But is it enough? Will the recrudescent paganism of Bronze Age Mindset be enough to satisfy the souls of men? This, I think, is the most fundamental divergence between the “frogs” and the conservatives. BAP’s message is fundamentally one of strength, of the recovery of classical manliness, of Greek friendship, and of “nature, beauty, physical fitness, the preservation of high traditions of literature and art”: in short, a renaissance of culture. So we must ask ourselves: will culture be enough?
Or is something more required? Matthew Arnold famously defined culture as “sweetness and light,” but are sweetness and light enough to guide the souls of men? Or will Homer and bodybuilding turn out to be, as Eliot said, rather thin soup?
BAP, as mentioned earlier, recommends Alcibiades as the archetype of manhood. But we must remember, as Socrates pointed out, that there is one indispensable thing Alcibiades lacks: an understanding of justice. In fact, the very same Homeric epics that BAP praises, for Socrates, depict arguments over the nature of justice. This ought to point not towards the cynical Thrasymachean rule of the stronger but to meditation on virtue—a word which BAP only brings himself to use disparagingly. In short, BAP’s vision has to recommend it all the strengths of classical paganism, but it also has arrayed against it all its weaknesses. His Schopenhauerian pessimism is entertaining, but in the end it is, as BAP’s hero Nietzsche noted, nothing but another form of decadence.

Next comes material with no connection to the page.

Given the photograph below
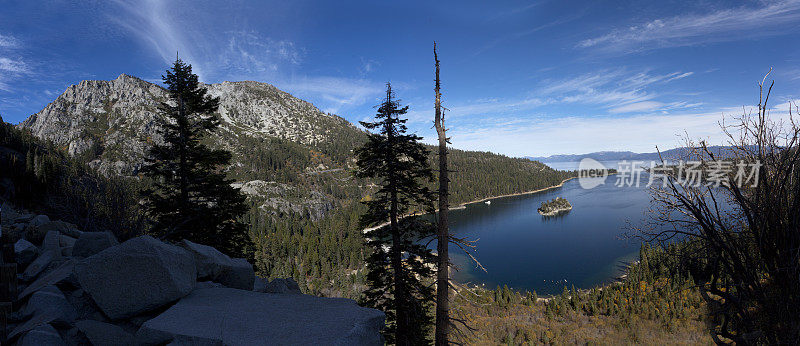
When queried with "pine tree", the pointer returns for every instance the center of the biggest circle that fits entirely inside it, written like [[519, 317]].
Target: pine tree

BAP is doubtless right that neither Ben-Op idealism nor integralist LARPing will get us out of the mess we’re in, but those camps are just as certainly correct that neither will sun and steel alone. (After all, BAP isn’t the first right-wing Nietzschean to advocate piracy as a solution to collapse…)
In short, Bronze Age Mindset ought to be viewed as a stepping stone, a useful bridge from the weakness of modern man to virtue and greatness, but nothing more. What is that something more? His acolytes, and all young men, must search now for the answer.